Vaping cartridges have become increasingly popular in recent years, but they come with a range of potential risks. While some cartridges are regulated and tested, many are not, and can contain contaminants or the wrong additives in the wrong amounts. This can lead to serious health issues, such as lipoid pneumonia. In some cases, black market THC cartridges have been linked to respiratory illnesses.
Health researchers are now trying to determine if a particular toxin or substance has infiltrated the supply of vaping products, or if the risk is due to broader behavior. It's important to be aware of the potential risks associated with vaping cartridges. If you choose to vape, make sure you buy from a reputable source and follow all safety instructions. Vaping cartridges are small devices that contain liquid nicotine or THC, which is then vaporized and inhaled.

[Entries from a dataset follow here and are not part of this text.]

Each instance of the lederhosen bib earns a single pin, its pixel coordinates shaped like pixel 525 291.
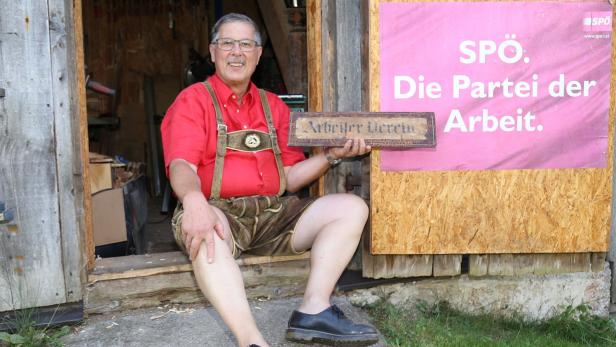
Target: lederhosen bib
pixel 261 224
pixel 243 140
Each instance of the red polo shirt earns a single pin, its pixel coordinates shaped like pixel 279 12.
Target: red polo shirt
pixel 189 133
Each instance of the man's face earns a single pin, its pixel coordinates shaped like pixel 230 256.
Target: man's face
pixel 235 67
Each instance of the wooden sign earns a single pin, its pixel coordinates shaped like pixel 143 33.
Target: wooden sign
pixel 378 129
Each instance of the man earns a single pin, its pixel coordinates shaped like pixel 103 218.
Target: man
pixel 228 163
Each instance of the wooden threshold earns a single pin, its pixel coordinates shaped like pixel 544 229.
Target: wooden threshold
pixel 131 282
pixel 133 266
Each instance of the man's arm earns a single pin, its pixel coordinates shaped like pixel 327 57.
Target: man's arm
pixel 199 222
pixel 305 172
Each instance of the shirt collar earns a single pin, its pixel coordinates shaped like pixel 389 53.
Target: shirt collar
pixel 226 94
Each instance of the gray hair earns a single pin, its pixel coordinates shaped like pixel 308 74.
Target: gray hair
pixel 235 17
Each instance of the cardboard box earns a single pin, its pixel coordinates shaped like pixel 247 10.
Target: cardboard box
pixel 100 177
pixel 108 217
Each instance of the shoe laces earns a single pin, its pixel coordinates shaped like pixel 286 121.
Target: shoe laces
pixel 338 312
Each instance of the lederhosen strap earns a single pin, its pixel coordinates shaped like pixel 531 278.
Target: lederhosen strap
pixel 243 140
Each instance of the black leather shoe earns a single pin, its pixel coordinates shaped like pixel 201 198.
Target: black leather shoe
pixel 330 327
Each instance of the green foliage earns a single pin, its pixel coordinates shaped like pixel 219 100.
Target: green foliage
pixel 26 334
pixel 440 325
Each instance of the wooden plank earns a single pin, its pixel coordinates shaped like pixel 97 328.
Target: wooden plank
pixel 65 106
pixel 478 265
pixel 597 262
pixel 389 266
pixel 493 211
pixel 500 265
pixel 274 15
pixel 274 280
pixel 83 195
pixel 580 262
pixel 31 248
pixel 169 262
pixel 396 129
pixel 315 87
pixel 552 263
pixel 447 265
pixel 523 264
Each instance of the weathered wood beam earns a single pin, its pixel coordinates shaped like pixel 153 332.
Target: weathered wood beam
pixel 140 286
pixel 274 14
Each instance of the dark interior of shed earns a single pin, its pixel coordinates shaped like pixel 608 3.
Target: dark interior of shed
pixel 145 52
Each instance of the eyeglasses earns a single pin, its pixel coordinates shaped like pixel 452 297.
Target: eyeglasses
pixel 245 45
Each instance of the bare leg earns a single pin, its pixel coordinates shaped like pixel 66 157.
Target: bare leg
pixel 332 226
pixel 222 284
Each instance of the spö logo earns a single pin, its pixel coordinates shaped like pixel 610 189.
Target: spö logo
pixel 598 21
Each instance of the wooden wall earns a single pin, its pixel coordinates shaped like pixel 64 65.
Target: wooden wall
pixel 41 258
pixel 127 41
pixel 512 211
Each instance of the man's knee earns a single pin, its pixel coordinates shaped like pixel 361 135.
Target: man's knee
pixel 355 206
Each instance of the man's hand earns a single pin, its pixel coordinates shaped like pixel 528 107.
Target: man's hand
pixel 200 223
pixel 352 148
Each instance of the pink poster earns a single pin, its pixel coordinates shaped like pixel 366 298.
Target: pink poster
pixel 513 85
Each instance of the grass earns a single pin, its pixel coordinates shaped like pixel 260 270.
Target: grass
pixel 25 333
pixel 440 325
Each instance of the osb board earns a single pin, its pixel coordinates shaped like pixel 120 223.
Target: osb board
pixel 513 211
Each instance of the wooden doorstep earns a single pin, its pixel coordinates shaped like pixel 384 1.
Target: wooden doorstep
pixel 133 266
pixel 131 282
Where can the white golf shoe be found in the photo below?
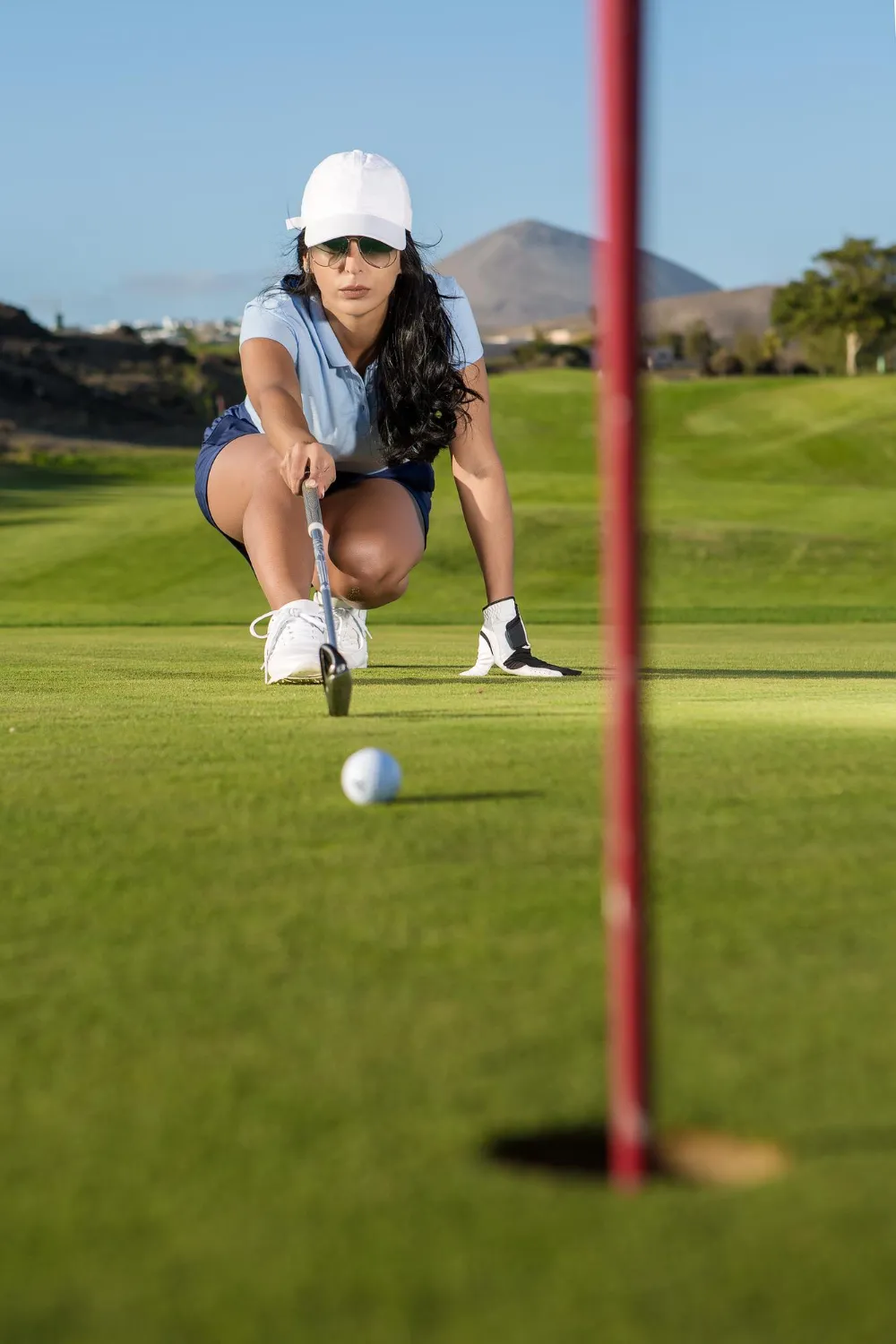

While these products can be purchased from authorized stores in states where marijuana is legal, they can also be bought from unauthorized black market sources. This is a major concern, as these products may contain contaminants or the wrong additives in the wrong amounts. In New York State, for example, the commissioner of the state Department of Health said that the vast majority of the 125 cases there were related to black market THC cartridges. An analysis by RAND revealed that the fastest-growing segment of the state legal cannabis market in Washington State (one of the first to legalize recreational marijuana) were “inhalation extracts,” which include pens and vape cartridges.
Liquid nicotine and THC can contain oils that can be safely swallowed, but that can damage the lungs when vaporized and converted into a mixture of unknown chemicals. This can lead to a condition known as lipoid pneumonia, which occurs when vaporized oils reach the lungs and trigger an immune response that causes inflammation and fluid accumulation. On Tuesday, the CDC's Mortality and Morbidity Weekly Report released a study conducted in Utah that showed that 92 percent of the patients interviewed reported having vaped THC and, for the most part, with pre-filled cartridges before becoming ill. New York State also found vitamin E acetate in many of the cartridges that patients with respiratory diseases had used. It's important to be aware of these potential risks when using vaping cartridges.
Additionally, it's important to be aware of any new information about vaping-related illnesses so you can make informed decisions about your health.